X86lite Documentation Instructions Operands Condition Codes

X86lite is a 32-bit signed integer only subset of the Intel IA-32 machine architecture. The X86lite instruction set is tiny by comparison to full X86, yet it still provides a sufficient compilation target for the CIS341 course compiler projects.

This document explains the X86lite machine model and its instruction set, and is intended for use as a reference manual. Information about the full X86 architecture can be found on the Intel web pages. The CIS341 course infrastructure provides OCaml interfaces for manipulating X86lite programs and tools for assembling X86lite programs into executables.

The X86lite machine state consists of eight 32-bit registers, three condition flags, and a memory consisting of 2^32 bytes. There is also a program counter register EIP that holds a pointer to the current instruction. EIP can only be manipulated indirectly through control-flow instructions like Jmp.

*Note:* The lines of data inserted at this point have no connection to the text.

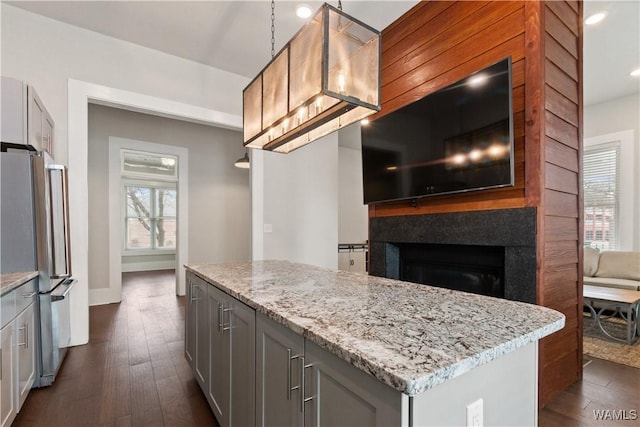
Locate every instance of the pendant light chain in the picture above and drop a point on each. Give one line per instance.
(273, 28)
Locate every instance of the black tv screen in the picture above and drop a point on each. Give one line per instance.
(457, 139)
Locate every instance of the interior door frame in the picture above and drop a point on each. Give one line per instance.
(80, 94)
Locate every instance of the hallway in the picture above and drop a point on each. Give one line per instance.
(132, 372)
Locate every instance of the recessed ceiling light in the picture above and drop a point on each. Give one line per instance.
(303, 11)
(595, 18)
(477, 80)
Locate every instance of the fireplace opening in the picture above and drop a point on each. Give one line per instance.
(468, 268)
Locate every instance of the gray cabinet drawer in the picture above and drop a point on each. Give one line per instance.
(25, 295)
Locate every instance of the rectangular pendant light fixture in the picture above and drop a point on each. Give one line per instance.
(326, 77)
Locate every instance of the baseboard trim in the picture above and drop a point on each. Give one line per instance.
(148, 266)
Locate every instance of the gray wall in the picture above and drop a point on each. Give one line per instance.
(219, 202)
(353, 214)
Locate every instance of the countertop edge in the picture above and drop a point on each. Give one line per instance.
(11, 281)
(410, 387)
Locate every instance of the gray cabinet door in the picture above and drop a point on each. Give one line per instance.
(218, 392)
(279, 361)
(340, 394)
(190, 321)
(242, 321)
(202, 333)
(7, 379)
(25, 336)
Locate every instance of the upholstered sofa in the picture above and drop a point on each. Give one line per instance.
(613, 269)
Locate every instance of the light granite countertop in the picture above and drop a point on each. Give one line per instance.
(10, 281)
(411, 337)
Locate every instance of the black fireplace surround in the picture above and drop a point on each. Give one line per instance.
(487, 252)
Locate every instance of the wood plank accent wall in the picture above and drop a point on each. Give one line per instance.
(560, 207)
(439, 42)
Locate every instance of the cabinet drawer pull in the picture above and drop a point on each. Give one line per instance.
(193, 298)
(25, 328)
(304, 399)
(289, 359)
(226, 310)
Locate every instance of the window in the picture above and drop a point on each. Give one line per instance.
(150, 220)
(601, 195)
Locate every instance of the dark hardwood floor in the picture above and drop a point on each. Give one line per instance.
(133, 373)
(607, 389)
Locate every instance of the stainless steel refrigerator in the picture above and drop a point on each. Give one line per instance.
(35, 236)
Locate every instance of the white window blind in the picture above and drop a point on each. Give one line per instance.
(601, 173)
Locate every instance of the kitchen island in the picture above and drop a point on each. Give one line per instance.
(307, 341)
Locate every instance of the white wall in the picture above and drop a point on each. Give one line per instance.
(46, 53)
(219, 208)
(353, 217)
(62, 61)
(615, 116)
(301, 204)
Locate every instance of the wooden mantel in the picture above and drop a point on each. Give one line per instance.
(439, 42)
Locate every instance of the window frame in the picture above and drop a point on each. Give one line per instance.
(596, 214)
(154, 186)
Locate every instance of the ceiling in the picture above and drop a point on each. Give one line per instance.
(236, 35)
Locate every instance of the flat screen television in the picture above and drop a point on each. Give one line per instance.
(457, 139)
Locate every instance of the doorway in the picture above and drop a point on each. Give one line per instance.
(148, 199)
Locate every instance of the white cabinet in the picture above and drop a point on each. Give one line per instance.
(17, 349)
(25, 120)
(299, 383)
(220, 347)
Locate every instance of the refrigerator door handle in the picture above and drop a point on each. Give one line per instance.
(62, 290)
(60, 252)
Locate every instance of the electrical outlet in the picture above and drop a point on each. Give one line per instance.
(475, 414)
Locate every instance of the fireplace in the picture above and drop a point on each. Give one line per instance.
(468, 268)
(486, 252)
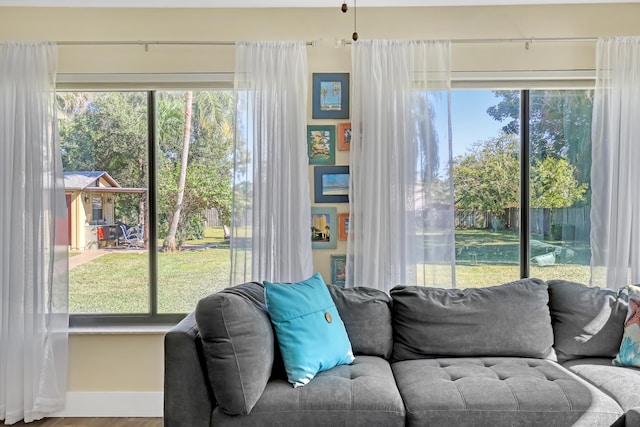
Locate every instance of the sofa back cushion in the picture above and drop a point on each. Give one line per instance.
(238, 345)
(507, 320)
(366, 313)
(587, 322)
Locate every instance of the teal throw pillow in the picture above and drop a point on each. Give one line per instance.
(629, 353)
(310, 333)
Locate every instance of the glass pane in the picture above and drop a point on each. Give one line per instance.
(560, 137)
(194, 202)
(103, 142)
(486, 171)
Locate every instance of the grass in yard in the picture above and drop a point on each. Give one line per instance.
(118, 282)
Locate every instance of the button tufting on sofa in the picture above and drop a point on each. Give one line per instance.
(418, 362)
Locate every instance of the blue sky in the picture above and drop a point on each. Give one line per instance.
(469, 119)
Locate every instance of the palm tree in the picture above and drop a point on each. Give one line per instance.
(169, 244)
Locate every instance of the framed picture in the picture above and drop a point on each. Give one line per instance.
(338, 269)
(321, 143)
(324, 228)
(330, 96)
(344, 136)
(343, 226)
(331, 184)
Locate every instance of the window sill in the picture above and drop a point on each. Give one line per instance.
(121, 330)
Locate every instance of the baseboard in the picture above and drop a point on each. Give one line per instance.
(112, 404)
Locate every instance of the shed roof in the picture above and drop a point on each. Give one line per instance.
(86, 181)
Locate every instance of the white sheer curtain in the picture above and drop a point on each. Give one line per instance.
(401, 228)
(33, 226)
(615, 170)
(271, 219)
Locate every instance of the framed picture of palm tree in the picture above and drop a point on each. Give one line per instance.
(324, 228)
(330, 96)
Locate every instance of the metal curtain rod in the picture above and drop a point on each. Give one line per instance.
(313, 43)
(154, 43)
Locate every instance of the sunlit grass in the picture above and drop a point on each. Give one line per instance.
(118, 282)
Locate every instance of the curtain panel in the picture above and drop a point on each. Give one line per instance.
(401, 226)
(33, 226)
(615, 205)
(271, 218)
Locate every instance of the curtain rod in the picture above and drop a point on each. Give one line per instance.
(314, 43)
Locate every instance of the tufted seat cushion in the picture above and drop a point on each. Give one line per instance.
(499, 391)
(361, 394)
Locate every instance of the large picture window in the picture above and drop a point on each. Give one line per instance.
(488, 169)
(148, 214)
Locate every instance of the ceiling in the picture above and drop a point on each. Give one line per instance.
(283, 3)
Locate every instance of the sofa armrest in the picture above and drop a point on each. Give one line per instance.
(188, 400)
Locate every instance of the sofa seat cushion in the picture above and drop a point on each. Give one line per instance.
(621, 383)
(361, 394)
(499, 391)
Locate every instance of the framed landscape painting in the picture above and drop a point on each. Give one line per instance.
(343, 226)
(338, 269)
(324, 228)
(330, 96)
(331, 184)
(321, 143)
(344, 136)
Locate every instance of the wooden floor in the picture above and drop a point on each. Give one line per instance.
(93, 422)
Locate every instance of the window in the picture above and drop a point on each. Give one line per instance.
(147, 234)
(560, 192)
(488, 171)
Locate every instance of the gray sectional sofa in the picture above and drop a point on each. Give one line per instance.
(526, 353)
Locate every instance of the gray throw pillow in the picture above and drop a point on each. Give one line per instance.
(238, 345)
(587, 322)
(366, 314)
(507, 320)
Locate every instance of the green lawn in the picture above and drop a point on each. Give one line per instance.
(118, 282)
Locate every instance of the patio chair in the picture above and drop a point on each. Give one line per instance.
(131, 237)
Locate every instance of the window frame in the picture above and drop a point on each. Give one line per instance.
(523, 81)
(150, 84)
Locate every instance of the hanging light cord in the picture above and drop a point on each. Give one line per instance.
(355, 31)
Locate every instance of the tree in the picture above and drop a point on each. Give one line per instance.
(209, 165)
(554, 185)
(487, 177)
(106, 131)
(560, 125)
(169, 244)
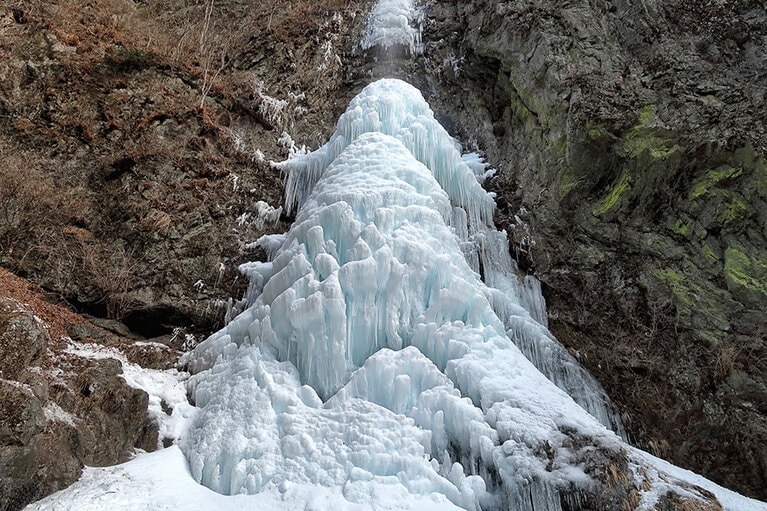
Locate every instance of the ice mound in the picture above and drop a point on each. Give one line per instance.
(374, 370)
(371, 346)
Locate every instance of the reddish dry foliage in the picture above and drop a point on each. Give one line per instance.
(58, 318)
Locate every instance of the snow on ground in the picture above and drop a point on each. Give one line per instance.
(168, 403)
(370, 369)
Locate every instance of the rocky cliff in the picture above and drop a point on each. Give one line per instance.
(629, 138)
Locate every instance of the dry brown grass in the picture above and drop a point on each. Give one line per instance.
(57, 317)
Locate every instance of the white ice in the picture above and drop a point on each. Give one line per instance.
(393, 23)
(372, 367)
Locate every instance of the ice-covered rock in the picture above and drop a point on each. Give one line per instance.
(370, 344)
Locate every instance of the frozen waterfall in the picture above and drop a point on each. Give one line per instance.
(372, 361)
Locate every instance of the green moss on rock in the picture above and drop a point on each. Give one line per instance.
(642, 139)
(711, 179)
(614, 195)
(746, 275)
(701, 306)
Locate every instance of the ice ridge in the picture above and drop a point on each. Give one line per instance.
(371, 357)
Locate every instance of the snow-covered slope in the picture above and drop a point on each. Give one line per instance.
(371, 369)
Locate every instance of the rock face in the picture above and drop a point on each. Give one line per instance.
(55, 419)
(630, 139)
(630, 143)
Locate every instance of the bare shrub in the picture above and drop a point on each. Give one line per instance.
(28, 202)
(112, 269)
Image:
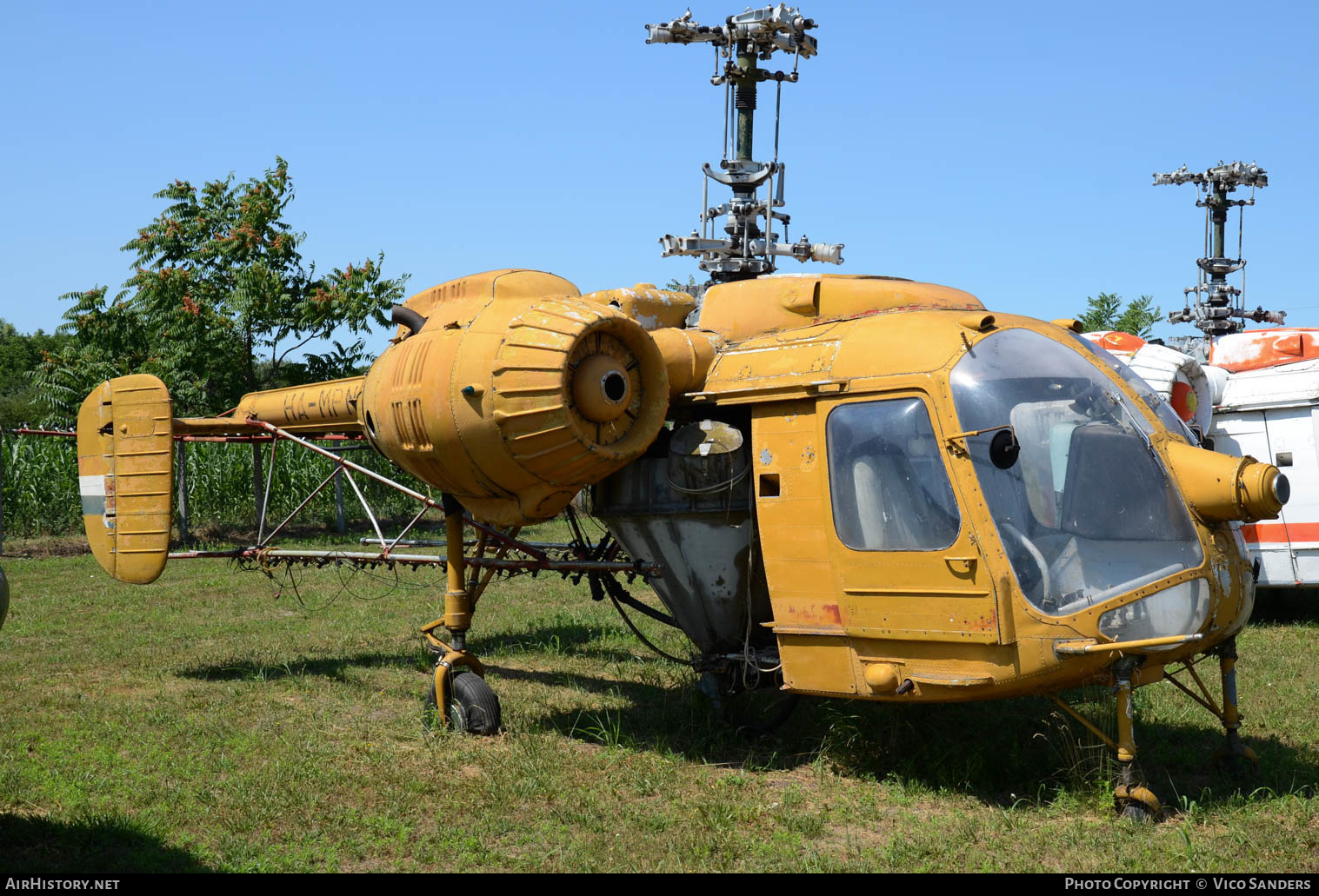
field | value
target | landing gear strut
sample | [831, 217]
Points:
[1229, 755]
[1132, 799]
[458, 691]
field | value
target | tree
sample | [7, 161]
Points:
[1107, 313]
[678, 286]
[218, 301]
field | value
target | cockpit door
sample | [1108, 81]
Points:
[905, 556]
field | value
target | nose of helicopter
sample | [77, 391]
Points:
[1222, 488]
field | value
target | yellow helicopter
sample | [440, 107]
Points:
[838, 485]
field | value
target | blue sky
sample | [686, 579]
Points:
[1005, 149]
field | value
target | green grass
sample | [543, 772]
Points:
[204, 724]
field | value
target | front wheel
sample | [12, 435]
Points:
[472, 704]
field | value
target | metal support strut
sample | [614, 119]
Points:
[1234, 748]
[458, 613]
[1133, 800]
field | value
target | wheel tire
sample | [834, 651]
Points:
[472, 705]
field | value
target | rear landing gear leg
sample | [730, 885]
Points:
[1229, 757]
[458, 692]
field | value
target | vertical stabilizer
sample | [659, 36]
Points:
[125, 474]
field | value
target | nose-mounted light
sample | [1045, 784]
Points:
[1220, 487]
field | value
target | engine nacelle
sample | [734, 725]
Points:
[515, 395]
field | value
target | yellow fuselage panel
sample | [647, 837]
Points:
[951, 621]
[748, 309]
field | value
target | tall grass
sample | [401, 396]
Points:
[41, 485]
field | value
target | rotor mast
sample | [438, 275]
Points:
[1220, 311]
[749, 245]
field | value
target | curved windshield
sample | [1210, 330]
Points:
[1087, 512]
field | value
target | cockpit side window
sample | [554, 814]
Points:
[889, 488]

The eight 32-bit registers in X86lite and their common uses in the full X86 architecture are given below. In X86lite, most of the registers can be used for general purpose calculation, but some X86lite instructions make special use of some of the registers; see the instruction descriptions below.

Register Description / common use on X86
EAX General purpose accumulator
EBX Base register, pointer to data
ECX Counter register for strings and loops
EDX Data register for I/O
ESI Pointer register, string source register
EDI Pointer register, string destination register
EBP Base pointer, points to the stack frame
ESP Stack pointer, points to the value at the top of the stack

The X86 architecture provides conditional branch and conditional move instructions. The processor maintains a set of bit-sized flags to keep track of conditions arising from arithmetic and comparison operations. These condition flags are tested by the conditional jump and move instructions; the flags are set by the arithmetic instructions. X86lite provides only three condition flags (the full X86 architecture has several more).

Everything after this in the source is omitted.